A wonderful morning today. (Temperature: +19° C, cloud cover: 1, wind from the south at .5 meters per second. I ought to run down to the meteorological bureau and fix my wind gauge, since I dropped it again.) After breakfast I decided that a sleeping dog gets no pension, so I went to the mayor's office to look into it. As I walked along, pleased by the peace and quiet, I suddenly saw a crowd on the corner of Freedom and Juniper streets. It turned out that Minotaur had driven his cistern through a jeweler's front window, and the people had gathered around to watch him, all dirty, puffy and drunk again since early morning, try to explain it to the traffic cop. He made such an unwholesome contrast to the bright and shining morning that I immediately fell in the dumps. Obviously the police shouldn't have let him out so early, they must've known he'd drink himself into a stupor once he got going. But, on the other hand, how could they not let him out, since he's the only honey-dipper in town? Here you have only two options: either you take up the reeducation of Minotaur and drown in filth, or you make a compromise in the name of hygiene.
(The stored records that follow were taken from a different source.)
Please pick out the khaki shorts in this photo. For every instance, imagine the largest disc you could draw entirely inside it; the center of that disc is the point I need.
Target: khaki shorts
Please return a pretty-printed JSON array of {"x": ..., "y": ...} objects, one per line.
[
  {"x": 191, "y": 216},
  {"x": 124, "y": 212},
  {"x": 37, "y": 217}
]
Because of Minotaur I was held up, and when I got to The Five Spot all the boys had already assembled. I paid my fine, and then one-legged Polyphemus treated me to an excellent cigar in an aluminum case, which his oldest son Polycarpus, a lieutenant in the merchant marines, had sent to him for me. This Polycarpus once studied under me for several years, until he ran away to sea as a cabin boy. He was a lively lad, a playful scamp. When the scamp flew the city, Polyphemus almost took me to court, as if, so to say, the teacher had corrupted the child with his lectures on the vast multiplicity of worlds. Polyphemus is still certain that the sky is firm and satellites run around on it like cyclists in a circus. My demonstrations of the value of astronomy are beyond him: they were beyond him then, and they are just as far beyond him now.

The boys were talking about how the city comptroller had again misused funds allocated for the construction of the stadium. That makes it the seventh time already. We talked of ways to put a stop to it. Silenus shrugged his shoulders and asserted that nothing would do but a trial.

"Enough half-measures," he said. "An open trial. Gather the whole town at the foundation of the stadium and tie the embezzler to a pillory at the scene of his crime. Thank God," he repeated, "that our law is sufficiently flexible that the means of suppression can equal the seriousness of the crime."

"I would even say," remarked grouchy Paralus, "that our law is too flexible. The comptroller has been taken to court twice already, and both times our flexible law bent clean around him. But maybe you think it happened that way because he wasn't tried at the foundation, but in the town hall.,,

Morpheus, thinking it over carefully, said that from this day forward he'd never give the comptroller another shave and haircut. Let 'im go hairy.

"You're all stupid backsides," said Polyphemus. "You'll never get anywhere. He can just spit on the whole lot of you. He has his own cronies."

"That's exactly it," grouchy Paralus caught on, and he reminded us that in addition to the city comptroller there lived and flourished the city architect who had designed the stadium to the best of his abilities and now had a natural interest in seeing that the stadium, God forbid, not be built.

Calais the stutterer began to sputter and stammer, and having thus gained everyone's attention he recalled that he himself, Calais, had almost come to blows with the architect at the Flower Festival. This statement gave the discussion a decidedly new turn.

One-legged Polyphemus, as a veteran and a man not squeamish about blood, proposed that we jump both of them at the entrance to Madam Persephone's house and take them down a notch. In critical moments like these Polyphemus completely loses a hold on his tongue - the barracks language flows right out of him.